A little-known behavior in Chrome OS could reveal a user’s movements through Wi-Fi logs. Leveraging Chrome OS’s Guest mode feature, the attack would require physical access to the device, but it can be executed without knowing the user’s password or having login access.
The bug was flagged to The Verge by the Committee on Liberatory Information Technology, a tech collective that includes several former Googlers.
“We are looking into this issue,” said a Google spokesperson. “In the meantime, device owners can turn off guest mode and disable the creation of new users.” Instructions for turning off Guest browsing are available here.
“anyone with quick physical access to the device could potentially get in as guest”

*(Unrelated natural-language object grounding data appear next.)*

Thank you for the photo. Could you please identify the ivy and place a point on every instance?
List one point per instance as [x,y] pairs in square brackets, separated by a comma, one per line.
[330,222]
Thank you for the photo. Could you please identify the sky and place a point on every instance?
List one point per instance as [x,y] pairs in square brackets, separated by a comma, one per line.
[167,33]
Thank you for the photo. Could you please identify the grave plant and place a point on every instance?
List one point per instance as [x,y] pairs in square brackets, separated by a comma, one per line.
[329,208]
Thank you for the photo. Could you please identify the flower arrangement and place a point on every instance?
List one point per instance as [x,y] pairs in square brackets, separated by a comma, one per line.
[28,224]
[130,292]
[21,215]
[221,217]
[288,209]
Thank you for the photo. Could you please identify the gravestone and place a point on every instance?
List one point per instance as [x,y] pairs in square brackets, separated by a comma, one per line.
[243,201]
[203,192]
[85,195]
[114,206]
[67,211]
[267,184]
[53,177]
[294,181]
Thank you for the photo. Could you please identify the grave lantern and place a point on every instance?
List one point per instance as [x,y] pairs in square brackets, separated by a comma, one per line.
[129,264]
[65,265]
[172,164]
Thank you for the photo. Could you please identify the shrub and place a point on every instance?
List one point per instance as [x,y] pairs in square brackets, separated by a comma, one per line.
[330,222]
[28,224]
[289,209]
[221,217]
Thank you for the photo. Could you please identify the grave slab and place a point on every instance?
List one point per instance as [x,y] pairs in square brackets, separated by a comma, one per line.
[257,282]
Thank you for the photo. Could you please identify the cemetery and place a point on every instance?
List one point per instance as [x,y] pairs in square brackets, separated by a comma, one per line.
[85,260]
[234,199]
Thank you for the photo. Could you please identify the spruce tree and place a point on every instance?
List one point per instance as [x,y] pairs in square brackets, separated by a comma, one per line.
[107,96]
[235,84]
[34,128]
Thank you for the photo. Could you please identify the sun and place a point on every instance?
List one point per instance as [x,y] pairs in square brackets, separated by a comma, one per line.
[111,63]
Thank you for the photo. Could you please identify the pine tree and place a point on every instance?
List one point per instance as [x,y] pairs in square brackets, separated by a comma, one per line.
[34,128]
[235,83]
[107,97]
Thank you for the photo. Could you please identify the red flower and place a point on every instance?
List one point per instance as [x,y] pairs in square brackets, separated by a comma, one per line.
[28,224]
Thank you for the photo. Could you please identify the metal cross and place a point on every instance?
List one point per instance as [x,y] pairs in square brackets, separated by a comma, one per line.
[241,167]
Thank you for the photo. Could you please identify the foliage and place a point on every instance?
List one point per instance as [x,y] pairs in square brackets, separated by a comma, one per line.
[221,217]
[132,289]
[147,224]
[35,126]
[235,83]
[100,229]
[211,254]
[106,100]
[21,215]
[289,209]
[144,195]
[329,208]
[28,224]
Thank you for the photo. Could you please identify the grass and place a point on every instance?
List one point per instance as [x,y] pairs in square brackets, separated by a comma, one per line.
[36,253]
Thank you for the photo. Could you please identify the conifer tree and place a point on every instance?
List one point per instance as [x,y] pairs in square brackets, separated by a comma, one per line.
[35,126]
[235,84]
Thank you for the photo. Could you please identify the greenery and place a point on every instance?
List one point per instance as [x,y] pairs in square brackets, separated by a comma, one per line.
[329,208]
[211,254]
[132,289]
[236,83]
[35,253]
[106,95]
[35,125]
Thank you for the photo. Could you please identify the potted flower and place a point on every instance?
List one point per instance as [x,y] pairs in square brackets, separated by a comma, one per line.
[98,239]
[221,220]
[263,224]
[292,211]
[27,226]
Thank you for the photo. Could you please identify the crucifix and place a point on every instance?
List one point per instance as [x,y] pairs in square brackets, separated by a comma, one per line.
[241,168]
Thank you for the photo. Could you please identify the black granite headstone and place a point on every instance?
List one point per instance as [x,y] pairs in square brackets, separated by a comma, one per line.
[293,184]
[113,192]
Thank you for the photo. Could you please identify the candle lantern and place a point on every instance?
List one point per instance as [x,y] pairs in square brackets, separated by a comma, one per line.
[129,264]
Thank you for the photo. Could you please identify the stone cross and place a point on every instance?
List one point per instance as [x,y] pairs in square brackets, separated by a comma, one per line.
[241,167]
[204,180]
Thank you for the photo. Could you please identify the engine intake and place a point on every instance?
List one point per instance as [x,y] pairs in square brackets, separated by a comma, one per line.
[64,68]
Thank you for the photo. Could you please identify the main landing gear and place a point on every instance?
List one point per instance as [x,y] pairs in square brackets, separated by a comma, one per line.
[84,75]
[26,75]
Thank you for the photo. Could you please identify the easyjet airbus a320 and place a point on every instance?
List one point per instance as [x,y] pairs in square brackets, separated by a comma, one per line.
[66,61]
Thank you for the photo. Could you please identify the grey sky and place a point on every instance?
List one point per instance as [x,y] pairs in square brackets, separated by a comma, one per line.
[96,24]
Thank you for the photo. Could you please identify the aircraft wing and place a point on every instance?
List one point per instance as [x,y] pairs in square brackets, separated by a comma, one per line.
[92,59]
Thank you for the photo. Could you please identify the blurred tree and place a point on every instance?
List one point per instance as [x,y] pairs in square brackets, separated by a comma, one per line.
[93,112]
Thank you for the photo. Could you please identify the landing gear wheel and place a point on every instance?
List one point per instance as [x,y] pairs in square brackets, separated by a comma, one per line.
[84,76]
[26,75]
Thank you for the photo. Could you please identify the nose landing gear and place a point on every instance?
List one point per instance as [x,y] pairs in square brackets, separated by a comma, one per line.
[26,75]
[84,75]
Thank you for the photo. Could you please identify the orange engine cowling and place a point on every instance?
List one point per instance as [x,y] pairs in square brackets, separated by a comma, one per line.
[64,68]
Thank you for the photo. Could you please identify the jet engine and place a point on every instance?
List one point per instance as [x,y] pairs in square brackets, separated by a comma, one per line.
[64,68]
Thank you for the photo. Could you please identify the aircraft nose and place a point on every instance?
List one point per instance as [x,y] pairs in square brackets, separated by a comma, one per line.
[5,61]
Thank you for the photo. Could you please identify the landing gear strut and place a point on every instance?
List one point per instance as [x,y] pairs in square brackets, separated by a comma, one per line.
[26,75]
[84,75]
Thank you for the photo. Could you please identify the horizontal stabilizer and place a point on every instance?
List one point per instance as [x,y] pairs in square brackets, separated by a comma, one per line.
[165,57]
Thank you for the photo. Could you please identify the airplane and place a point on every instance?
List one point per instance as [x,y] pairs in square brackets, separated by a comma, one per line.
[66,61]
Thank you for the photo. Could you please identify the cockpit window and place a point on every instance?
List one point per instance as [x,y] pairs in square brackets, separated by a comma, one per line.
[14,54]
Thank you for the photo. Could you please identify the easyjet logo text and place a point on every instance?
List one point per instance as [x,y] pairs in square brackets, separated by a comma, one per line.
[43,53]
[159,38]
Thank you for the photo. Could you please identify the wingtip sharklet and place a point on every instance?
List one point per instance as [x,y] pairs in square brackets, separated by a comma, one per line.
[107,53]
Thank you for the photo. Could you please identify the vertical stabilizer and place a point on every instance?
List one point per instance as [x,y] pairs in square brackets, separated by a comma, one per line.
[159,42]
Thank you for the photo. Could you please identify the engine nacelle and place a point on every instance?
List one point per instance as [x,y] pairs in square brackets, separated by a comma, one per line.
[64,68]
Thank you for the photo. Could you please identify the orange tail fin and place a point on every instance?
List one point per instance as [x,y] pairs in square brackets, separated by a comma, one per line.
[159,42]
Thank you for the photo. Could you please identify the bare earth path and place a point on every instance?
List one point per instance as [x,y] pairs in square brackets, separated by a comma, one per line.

The bug stems from the way Chromebooks treat their Wi-Fi logs, which show when and how a computer connects to the broader internet. The logs can be confusing for nontechnical users, but they can be deciphered to reveal which Wi-Fi networks were in range of the computer. Combined with other available data, that could reveal the owner’s movements over the period of time covered by the logs — potentially as long as seven days.
Because Chrome OS keeps those logs in unprotected memory, they can be accessed without a password. Simply opening a Chromebook in Guest mode and navigating to a standardized address will bring up the logs in local storage. That will show all logs for the computer, even ones generated outside of Guest mode.
Electronic Frontier Foundation researcher Andrés Arrieta confirmed the attack and said it was of particular concern for targeted and marginalized communities. While the bug wouldn’t be useful to conventional cybercriminals, it’s a potentially devastating privacy issue for those worried about surveillance from family members or co-workers.
“It’s worrisome because anyone with quick physical access to the device could potentially get in as guest and quickly take some logs, and out details of location,” said Arrieta. “Security teams should try to better understand the potential repercussions of those bugs for all their users and include that in their assessment and prioritization of bugs.”